Vor 100 Jahren, am 5. August 1914, ging die erste elektrische Ampel in Cleveland (US-Bundesstaat Ohio) in Betrieb – ein Meilenstein für die Verkehrssteuerung.
1913 meldete James Hogue das Patent für die erste Ampel mit einem manuell gesteuerten roten und grünen Licht an. Diese erste Ampel wurde an der sehr befahrenen Kruezung Ecke 105th Street und Euclid in Cleveland aufgestellt. Der Vorteil der Ampel war, dass Polizei und Feuerwehr im Notfall die Ampel manuell umstellen konnten, wenn ein Notfall vorlag.
2 Jahre später patentierte der Amerikaner William Ghiglieri aus San Francisco die erste automatisch Ampelschaltung. Auch diese Schaltung konnte im Notfall noch manuell betätigt werden.
1920 war es dann soweit. Der Polizist William Potts erfand die ersten hängenden Ampeln, die auch in alle vier Richtungen den Verkehr regeln konnten. Diese Ampeln ließ er entlang der Woodward Avenue in Detroit an allen Kreuzungen aufhängen. Es waren auch die ersten Ampeln, die ein oranges Warnlicht hatten, um die Umschaltphasen anzuzeigen. Bis heute wurde diese Form der Ampel beibehalten.

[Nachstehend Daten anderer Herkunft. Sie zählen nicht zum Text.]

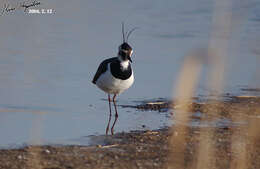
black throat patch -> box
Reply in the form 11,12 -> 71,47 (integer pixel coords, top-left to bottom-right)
110,60 -> 132,80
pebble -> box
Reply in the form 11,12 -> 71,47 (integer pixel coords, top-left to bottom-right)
44,149 -> 51,154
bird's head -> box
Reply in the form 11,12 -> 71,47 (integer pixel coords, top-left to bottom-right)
118,42 -> 133,62
118,22 -> 137,62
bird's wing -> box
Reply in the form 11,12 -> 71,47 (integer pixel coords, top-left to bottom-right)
92,57 -> 117,84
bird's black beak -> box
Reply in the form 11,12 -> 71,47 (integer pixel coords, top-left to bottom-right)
127,56 -> 132,63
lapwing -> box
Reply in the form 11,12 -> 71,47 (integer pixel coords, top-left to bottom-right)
92,23 -> 136,134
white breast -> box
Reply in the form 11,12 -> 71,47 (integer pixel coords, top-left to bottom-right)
96,63 -> 134,94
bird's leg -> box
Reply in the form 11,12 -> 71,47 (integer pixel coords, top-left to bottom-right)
106,94 -> 111,135
113,94 -> 118,117
111,94 -> 118,135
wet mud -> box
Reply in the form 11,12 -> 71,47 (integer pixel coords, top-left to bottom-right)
0,96 -> 260,169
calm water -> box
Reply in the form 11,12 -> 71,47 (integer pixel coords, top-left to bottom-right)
0,0 -> 260,147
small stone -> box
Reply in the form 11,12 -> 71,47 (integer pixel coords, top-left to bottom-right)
17,155 -> 23,160
44,149 -> 51,154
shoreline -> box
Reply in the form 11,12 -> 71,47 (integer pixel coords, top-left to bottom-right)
0,96 -> 260,169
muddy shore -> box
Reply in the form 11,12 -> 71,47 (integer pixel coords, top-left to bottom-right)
0,96 -> 260,169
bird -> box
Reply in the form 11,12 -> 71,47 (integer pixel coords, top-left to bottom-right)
92,23 -> 137,135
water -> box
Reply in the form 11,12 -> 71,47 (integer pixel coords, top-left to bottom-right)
0,0 -> 260,147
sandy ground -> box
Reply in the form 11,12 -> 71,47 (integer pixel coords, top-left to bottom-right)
0,97 -> 260,169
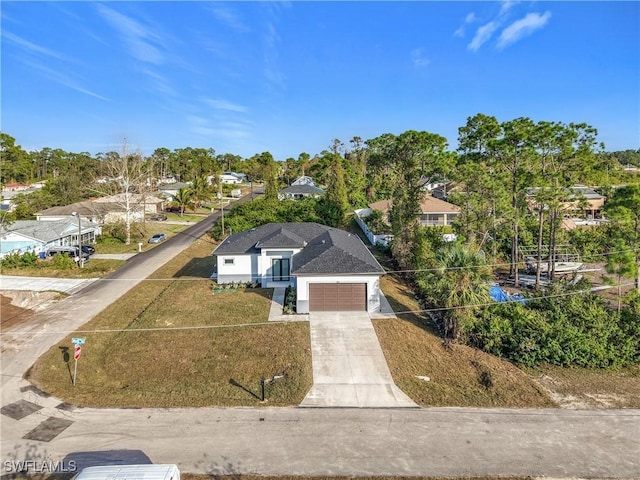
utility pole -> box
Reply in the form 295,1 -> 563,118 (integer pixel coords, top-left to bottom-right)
218,180 -> 224,238
71,212 -> 84,268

Am Potsdamer Platz (Foto), damals dem verkehrsreichsten Platz Europas, nahm Siemens 1924 den berühmten fünfeckigen Ampelturm in Betrieb. Heute sind die Rot-Gelb-Grün-Signale weltweit aus keinem Stadtbild mehr wegzudenken. Und auch wenn sie sich in den letzten 80 Jahren äußerlich kaum verändert hat: Im Inneren der Ampel hat eine Revolution stattgefunden. Ampeln sind im Laufe der Jahrzehnte intelligenter geworden. Moderne Verkehrssteuerung berücksichtigt die aktuelle Verkehrslage und optimiert den Verkehrsfluss zum Beispiel durch „Grüne Wellen“ oder sie priorisiert Busse und Straßenbahnen oder Rettungsfahrzeuge.